Insights from the Superannuation and Wealth Summit
Australia’s superannuation system is now worth an extraordinary $4 trillion and is entering a period of significant change. At the recent Australian Financial Review Super & Wealth Summit, industry leaders, regulators, and financial experts came together to discuss what lies ahead for retirement savings and wealth management. The key themes were clear: new taxes on large balances, longevity risk, and the great generational wealth transfer.
If you hold a large superannuation balance, expect greater scrutiny.
The government is introducing new tax measures designed to make the system fairer and more sustainable. Margaret Cole, Deputy Chair of APRA, captured the intent well: “We are focused on governance and member outcomes—ensuring that super funds operate in the best interests of Australians.” In practical terms, superannuation funds will need to improve their performance, and individuals with high balances may face additional tax obligations. If you fall into this category, now is the time to review your strategy.
There is good news: Australians are living longer. The challenge is ensuring that your money lasts as long as you do. Sarah Abood, CEO of the Financial Advice Association Australia, stated: “The next generation of retirees will need strategies that balance income stability with flexibility over decades.” One approach discussed at the Summit was income layering—combining account-based pensions, annuities, and investments to create a reliable income stream. Think of this as building a financial safety net that can support you for 30 years or more.
Another major theme was the intergenerational transfer of wealth. Over the coming decades, trillions of dollars will pass from one generation to the next. Susie Grehl from Commonwealth Bank explained: “This transfer represents both an opportunity and a challenge—families need to plan for inheritance, tax implications, and intergenerational equity.” If you have not reviewed your Will, superannuation nominations, or estate plan recently, now is the time. Tools such as investment bonds can help avoid probate delays and reduce tax burdens for your beneficiaries.
Technology is also reshaping the way superannuation and wealth are managed. Lewis Moreline from ANZ J.P. Morgan observed: “Technology is driving efficiency and improving the member experience—this is no longer optional; it is essential.” From AI-driven advice to digital dashboards, technology is making it easier to monitor your investments and make informed decisions.
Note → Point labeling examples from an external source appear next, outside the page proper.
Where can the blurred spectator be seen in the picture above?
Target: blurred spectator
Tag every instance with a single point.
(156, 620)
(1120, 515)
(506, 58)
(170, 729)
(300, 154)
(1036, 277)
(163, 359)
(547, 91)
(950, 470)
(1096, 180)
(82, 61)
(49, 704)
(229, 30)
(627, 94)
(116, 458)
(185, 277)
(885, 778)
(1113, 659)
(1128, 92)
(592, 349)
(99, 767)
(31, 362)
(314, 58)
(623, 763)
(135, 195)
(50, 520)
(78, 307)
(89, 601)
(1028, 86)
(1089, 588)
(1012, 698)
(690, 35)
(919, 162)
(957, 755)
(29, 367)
What does this mean for you? Begin planning early—retirement could last three decades or more. Review your estate plan to ensure your Will, Powers of Attorney, and superannuation nominations are current and budget for care needs.
References
- Australian Financial Review, Super & Wealth Summit Coverage: “Navigating the Future of Super & Wealth” – discussions on new taxes, longevity risk, and generational wealth transfer.
- Quotes from Margaret Cole (APRA), Sarah Abood (Financial Advice Association Australia), Susie Grehl (Commonwealth Bank), and Lewis Moreline (ANZ J.P. Morgan) as reported in AFR Summit sessions.